Currency Market Analysis
Sep 14, 2015 | Currency Market Analysis
On Thursday evening at 19:00 the Federal Reserve will make its latest decision on interest rates, with investors and economists extremely divided on whether the US will finally raise rates. Since June, this September 16-17 meeting was highlighted by experts as the ‘most likely’ time for the Fed to begin tightening as US economic growth gathered steam over Q2.
However, China’s stock market crisis and major FX interventions have raised concerns about the strength of global growth, leading many investors to believe the Fed will choose not to make a move this week. With interest rates the most important driver of currencies, and the Fed the most important central bank globally, Thursday’s announcement is expected to be a major trading point for the US dollar, Pound and Euro
The US dollar lost around 2% against both the Euro and Pound last week as traders nervously expect no US rate hike this week. On Thursday at 19:00 the Fed will make its highly anticipated policy decision and release its latest economic forecasts. Policymakers will also release their individual interest rate predictions, the so-called ‘dot-plots’, which will give traders a clearer view on when and how many times the US could raise rates in the next 6 months. If the Fed do decide to hike this week, the cost of buying US dollar could spike very sharply.

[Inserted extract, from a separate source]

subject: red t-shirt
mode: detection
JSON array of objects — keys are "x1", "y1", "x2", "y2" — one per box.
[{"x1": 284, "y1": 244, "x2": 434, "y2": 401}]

Data this weekend from China uncovered more weaker-than-expected news, keeping alive the prospect of more emergency action from China as the country’s economic slowdown continues. Last week China launched a major overnight operation to boost the value of the Yuan and stop FX traders from betting on further Yuan losses.
The Euro could set its sixth straight day of gains against the US dollar today - a rally of over 2% ahead of this week’s all-important US interest rate decision. Tomorrow’s German ZEW Index will be published at 10:00 and this could be a key test for the Euro. The Index is forecast to drop from 25.0 to 18.5 with investors worried about the negative impact of China’s economic slowdown on demand for German exports.
The Swiss National Bank is widely expected to make no change to its negative interest policy when it makes its once-a-quarter policy decision this Thursday at 08:30. On September 17, the morning before the all-important US rate decision, the SNB is likely to keep rates at -0.25% and its bank deposit rate ‘tax’ at 0.75%. Switzerland narrowly avoided recession in Q2 and the Swiss franc's recent losses mean the SNB is under less pressure to take aggressive franc-negative action. Last week the franc lost 2% and fell to 8-month lows against the Euro.
Sterling remains stuck near 3-month lows against a strengthening Euro despite last week’s positive Bank of England news. On September 10th the BOE made no changes to its record low 0.5% bank rate but policymakers ‘suggested’ that China-led market volatility in recent weeks will not unravel plans to raise UK interest rates in 2016. CPI Tuesday at 09:30 tomorrow is expected to show that UK inflation dropped back to zero percent in August before Wednesday morning’s more influential UK labour market data.